Friday, August 18, 2006

TOP STORY >>Schools get strict on cell phone users

IN SHORT: Students may carry their phones, but cannot use them during classes.

By SARA GREENE
Leader staff writer

Cell phones are necessary for many busy families and social butterflies to keep in touch but students heading to class Monday should keep their phones out of sight and turned off during the school day.

Cabot has a zero-tolerance rule for cell phone use during the school day.

“No activation during the school day includes text messaging, pictures or checking voice mail,” said Tony Thurman, principal at Cabot High School.

Phones being used during class time are confiscated until the end of the day and first-time offenders are punished with Saturday school, a four-hour detention.

Students who break the rule twice are given in-school suspension for one day. Ever since a five-year-old state law said students could have cell phones on campus after class, school officials have been grappling with the problem of how to keep the phones from being disruptive during class.
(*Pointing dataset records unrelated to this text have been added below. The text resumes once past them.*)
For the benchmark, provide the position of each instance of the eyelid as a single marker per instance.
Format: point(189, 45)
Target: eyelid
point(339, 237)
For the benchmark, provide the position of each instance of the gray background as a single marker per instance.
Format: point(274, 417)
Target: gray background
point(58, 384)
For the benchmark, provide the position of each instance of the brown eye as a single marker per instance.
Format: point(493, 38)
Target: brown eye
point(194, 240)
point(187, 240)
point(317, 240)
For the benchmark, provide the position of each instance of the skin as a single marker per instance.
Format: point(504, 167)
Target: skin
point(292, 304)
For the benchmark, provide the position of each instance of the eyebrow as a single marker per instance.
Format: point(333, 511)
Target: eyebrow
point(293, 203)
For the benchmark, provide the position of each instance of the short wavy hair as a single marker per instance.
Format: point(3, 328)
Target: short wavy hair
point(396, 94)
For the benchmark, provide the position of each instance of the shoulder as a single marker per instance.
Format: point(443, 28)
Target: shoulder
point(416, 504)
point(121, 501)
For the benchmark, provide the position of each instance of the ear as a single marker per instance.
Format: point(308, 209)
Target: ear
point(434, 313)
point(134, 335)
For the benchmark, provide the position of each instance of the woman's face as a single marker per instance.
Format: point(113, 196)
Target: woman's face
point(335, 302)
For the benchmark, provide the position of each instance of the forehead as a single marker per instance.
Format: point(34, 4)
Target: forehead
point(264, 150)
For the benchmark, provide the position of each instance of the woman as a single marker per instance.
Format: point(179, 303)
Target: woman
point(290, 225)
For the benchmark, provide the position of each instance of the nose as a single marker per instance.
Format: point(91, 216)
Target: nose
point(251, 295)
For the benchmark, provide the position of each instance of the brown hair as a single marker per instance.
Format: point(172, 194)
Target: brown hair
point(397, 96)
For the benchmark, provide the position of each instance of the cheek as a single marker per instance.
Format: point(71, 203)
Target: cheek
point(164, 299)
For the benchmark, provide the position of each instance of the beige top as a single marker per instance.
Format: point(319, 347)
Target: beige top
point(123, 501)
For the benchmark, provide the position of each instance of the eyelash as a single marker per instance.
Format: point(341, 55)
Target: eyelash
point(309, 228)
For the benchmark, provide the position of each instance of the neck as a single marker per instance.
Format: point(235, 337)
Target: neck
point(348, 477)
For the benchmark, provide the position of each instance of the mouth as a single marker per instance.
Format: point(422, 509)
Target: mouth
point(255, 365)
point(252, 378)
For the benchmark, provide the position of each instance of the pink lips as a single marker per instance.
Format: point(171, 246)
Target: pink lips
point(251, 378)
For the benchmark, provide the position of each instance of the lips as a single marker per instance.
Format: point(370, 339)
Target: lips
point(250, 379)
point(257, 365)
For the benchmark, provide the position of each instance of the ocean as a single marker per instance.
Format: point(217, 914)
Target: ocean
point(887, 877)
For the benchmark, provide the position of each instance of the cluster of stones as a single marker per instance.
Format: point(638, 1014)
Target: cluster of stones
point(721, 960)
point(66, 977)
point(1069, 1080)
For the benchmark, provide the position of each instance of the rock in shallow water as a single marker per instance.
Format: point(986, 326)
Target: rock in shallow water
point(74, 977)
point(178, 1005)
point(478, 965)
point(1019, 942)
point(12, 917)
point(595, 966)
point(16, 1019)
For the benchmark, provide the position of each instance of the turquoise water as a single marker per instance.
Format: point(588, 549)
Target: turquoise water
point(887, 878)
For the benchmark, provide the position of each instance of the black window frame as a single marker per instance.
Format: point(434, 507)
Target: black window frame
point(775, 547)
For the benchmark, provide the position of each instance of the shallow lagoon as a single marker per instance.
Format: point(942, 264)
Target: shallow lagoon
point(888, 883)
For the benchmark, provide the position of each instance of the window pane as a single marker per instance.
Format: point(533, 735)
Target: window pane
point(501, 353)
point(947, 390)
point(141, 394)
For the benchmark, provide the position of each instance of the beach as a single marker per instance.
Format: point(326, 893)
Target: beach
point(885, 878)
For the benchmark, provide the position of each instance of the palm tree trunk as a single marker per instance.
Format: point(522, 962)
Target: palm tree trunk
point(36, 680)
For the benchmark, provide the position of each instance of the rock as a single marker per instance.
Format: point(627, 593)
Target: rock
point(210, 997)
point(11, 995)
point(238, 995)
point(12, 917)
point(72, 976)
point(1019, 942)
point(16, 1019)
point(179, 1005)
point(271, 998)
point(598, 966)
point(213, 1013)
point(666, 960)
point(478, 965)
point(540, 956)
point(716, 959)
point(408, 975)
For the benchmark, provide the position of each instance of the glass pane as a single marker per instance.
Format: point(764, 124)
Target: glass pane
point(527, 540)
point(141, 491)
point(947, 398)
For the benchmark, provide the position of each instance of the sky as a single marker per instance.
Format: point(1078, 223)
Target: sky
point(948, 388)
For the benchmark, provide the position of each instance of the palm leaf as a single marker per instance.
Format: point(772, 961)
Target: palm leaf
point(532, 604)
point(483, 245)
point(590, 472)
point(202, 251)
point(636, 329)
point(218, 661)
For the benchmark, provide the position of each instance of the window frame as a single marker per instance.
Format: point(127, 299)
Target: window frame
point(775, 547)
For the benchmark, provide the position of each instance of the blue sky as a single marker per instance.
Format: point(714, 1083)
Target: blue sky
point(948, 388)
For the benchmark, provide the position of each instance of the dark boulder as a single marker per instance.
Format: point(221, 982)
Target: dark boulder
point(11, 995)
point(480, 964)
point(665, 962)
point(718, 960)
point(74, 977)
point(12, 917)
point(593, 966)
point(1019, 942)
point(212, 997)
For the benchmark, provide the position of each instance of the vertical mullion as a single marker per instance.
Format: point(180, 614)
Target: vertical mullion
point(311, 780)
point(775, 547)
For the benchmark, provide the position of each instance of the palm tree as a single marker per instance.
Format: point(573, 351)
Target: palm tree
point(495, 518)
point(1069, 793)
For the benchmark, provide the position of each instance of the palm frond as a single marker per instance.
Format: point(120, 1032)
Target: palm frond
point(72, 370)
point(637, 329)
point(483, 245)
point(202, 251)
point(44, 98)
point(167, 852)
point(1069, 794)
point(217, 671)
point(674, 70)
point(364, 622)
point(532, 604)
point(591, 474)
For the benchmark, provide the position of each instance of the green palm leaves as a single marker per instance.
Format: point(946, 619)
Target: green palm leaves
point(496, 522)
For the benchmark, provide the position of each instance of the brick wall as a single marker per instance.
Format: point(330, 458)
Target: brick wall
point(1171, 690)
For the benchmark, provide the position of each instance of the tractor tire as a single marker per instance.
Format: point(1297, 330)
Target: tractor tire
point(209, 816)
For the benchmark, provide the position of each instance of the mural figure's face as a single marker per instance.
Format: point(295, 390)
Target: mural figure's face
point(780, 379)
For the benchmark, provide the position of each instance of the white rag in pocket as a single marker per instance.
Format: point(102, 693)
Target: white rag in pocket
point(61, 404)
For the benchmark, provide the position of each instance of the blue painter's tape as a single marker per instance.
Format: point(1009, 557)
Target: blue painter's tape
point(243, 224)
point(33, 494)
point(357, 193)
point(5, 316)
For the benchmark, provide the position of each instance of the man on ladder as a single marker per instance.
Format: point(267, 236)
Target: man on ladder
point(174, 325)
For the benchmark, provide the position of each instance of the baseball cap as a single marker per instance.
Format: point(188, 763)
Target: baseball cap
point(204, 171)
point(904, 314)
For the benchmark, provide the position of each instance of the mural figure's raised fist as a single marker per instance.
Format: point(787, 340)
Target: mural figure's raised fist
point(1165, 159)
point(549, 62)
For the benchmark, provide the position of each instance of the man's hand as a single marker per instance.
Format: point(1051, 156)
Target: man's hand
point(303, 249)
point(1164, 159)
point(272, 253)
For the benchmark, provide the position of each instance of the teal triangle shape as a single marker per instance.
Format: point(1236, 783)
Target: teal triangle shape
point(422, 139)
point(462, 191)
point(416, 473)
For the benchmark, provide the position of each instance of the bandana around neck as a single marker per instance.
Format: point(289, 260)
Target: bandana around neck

Some students may try to dodge school rules by using “mosquito” or “stealth” ring tones that are too high pitched for many adults to hear.

The tones were first created by Howard Stapleton in Great Britain as a way for shopkeepers to annoy teenage loiterers by playing the tone constantly in their stores. The tones vary from a cricket-like chirp to electronic hums and pulses similar to the sounds a computer hard drive makes.

Beebe School District tried to keep problems to a minimum with a rule that students couldn’t have phones on their persons during the school day. But this year, that rule is softened. Students can have the phones on them, but they have to stay turned off and out of sight.

One infraction means the principal tells parents.

Break the rule twice and the phone is confiscated for one week. Break it three times and it is confiscated until the end of the semester.

The Beebe School Board ap-proved the new cell phone rules in June for inclusion in the 2006-2007 student handbook after principals said some students use the phones to text-message test an-swers and to take pictures of test answers.
The Beebe School Board also authorized a ban on using cell phones while driving on campus.
The case against cell phones isn’t simply distraction.

By using text messaging, students may gossip, cheat on tests or start fights. In the Pulaski County Special School District, cell phones are banned from campus during normal school hours with the exception being students enrolled in extracurricular activities.

“A lot of parents want to be able to contact their children in case of emergency and a parent can get an exception for their student by speaking to the principal,” said Brenda Bowles, director of Equity and Multicultural Education for PCSSD.

In Lonoke the rules are very much the same. Any exemptions regarding cell phone use must be for health or other compelling reasons. If a cell phone is found, it will be confiscated and parents must pick it up. A second infraction results in Saturday school, a third offense will get the student three days of in-school suspension.